The headquarters strengthens NATO’s credibility in a region where Russian activity is persistent and situational awareness is paramount. Its presence in the North signal’s commitment, reinforces deterrence and integrates Finland and Sweden into a coherent northern air domain.
Participation from across NATO will be required for the headquarters to reach full maturity and operational capability. Some nations remain hesitant, Belgium among them, but Van Pee argues that absence also constitutes a risk within the future F-35-enabled northern air ecosystem and that nations should prioritize presence in the High North.
Recommendations for Norway and NATO Leadership
From Van Pee’s reflections, four imperatives become apparent to take into consideration:
- Prepare for multinational complexity. NCS headquarters operate under the friction of varying national regulations. Personnel frameworks must be understood early to avoid structural inefficiency.
- Treat recruitment and retention as operational priorities. The CAOC’s credibility rests on its ability to sustain a 24/7 battle rhythm with skilled operators – national and international.
- Address the Baltic coordination seam proactively. Air C2 boundaries must not become operational vulnerabilities. Coherence and cross-CAOC integration require rehearsed mechanisms, not ad-hoc solutions.
- Make CAOC North a place allies actively choose to invest in. The multinational commitment will be essential.

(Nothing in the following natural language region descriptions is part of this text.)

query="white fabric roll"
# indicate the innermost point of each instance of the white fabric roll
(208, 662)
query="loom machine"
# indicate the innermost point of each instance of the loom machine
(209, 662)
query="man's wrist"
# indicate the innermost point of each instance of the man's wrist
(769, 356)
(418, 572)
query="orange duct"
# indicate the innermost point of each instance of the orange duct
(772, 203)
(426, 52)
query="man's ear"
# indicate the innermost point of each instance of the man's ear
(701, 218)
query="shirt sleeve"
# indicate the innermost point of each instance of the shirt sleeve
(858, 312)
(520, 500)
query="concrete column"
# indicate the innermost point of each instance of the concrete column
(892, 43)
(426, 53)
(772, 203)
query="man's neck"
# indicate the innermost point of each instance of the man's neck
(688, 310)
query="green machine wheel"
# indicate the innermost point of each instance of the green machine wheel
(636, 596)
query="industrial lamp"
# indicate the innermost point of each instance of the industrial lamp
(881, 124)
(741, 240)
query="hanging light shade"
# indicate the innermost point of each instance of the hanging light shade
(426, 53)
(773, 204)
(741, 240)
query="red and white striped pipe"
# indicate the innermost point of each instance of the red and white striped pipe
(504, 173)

Conclusion: A Strategic Node at the Edge of the Alliance
CAOC Bodø is more than an administrative expansion; it is a strategic recalibration of NATO’s air command architecture. Its success will depend not solely on capability, but on coordination, culture, and the collective will of nations to participate meaningfully in the High North.
Van Pee concludes by expressing optimism, tempered by the clarity of experience:
“This is the right step for NATO. The High North needs a CAOC. Now the task is to ensure it develops into the headquarters we require—not only in concept, but in practice.”